If you ask me, the video above is simple, serene driving bliss. By today’s standards, it is a dinosaur. Piloting the Maserati 250F was something akin to riding a bull. It tried to buck you out of the seat as its leaf-spring, de Dion tube suspension struggled to compensate for the bumps in the road. It heaved and dove constantly with both acceleration and breaking. Every maneuver required the car to be placed in just the right posture to correctly flick it in the desired direction.
Fangio, in practice and in race, hit his apexes with scientific accuracy. Although substantially down on horsepower compared to a modern racer, it was down even more grip. The end result was a car that took more than precision to drive, it took clairvoyance.
Much quality material has been written on the Maserati 250F, and I encourage you to search it out. This post could not possibly summarize the totality of the accomplishments of this the great car; however, this post does present a brief defense of the Maserati 250F. The Maserati 250F is the epitome of front-engined grand prix cars.
The Maserati 250F, chassis and engine were penned by Gioacchino Colombo (1903-1988). This gives the 250F engine one-hell of a pedigree, considering the trajectory that Colombo’s career had taken thus far.
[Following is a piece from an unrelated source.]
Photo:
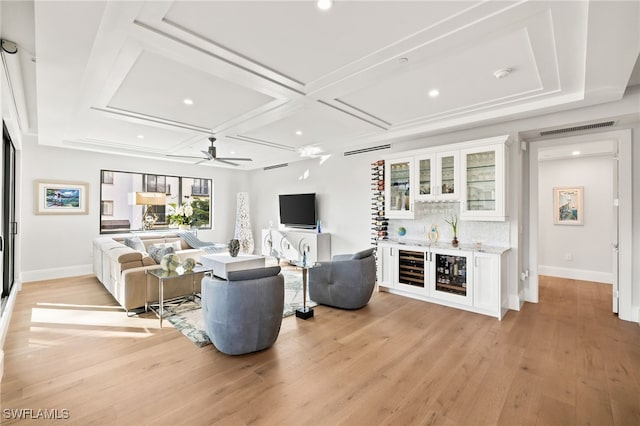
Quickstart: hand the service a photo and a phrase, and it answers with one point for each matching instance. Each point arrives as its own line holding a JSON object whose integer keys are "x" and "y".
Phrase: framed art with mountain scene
{"x": 53, "y": 197}
{"x": 568, "y": 205}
At 35 years old, Colombo designed the Alfa Romeo 158 “Alfetta” engine, an itself legendary car that saw success both before and after World War II. In creating such a successful racer, he attracted a new employer, Enzo Ferrari. Enzo convinced Colombo to design a (tiny by todays standards) V12. It was only one-and-a-half liters, but it was used in a number of early Ferraris including the Tipo 125, 159, and 166 sports cars. Eventually enlarged to 4.8 liters, it was also the basis for the legendary Ferrari 250 engines.
Next, Colombo parted ways with Ferrari in 1950 and returned to Alfa Romeo. He was involved with the success of Nino Farina in 1950 and Juan-Manuel Fangio in 1951. When Colombo returned to Maserati in 1953, he began work on the straight-six engine and the whole of the Maserati 250F.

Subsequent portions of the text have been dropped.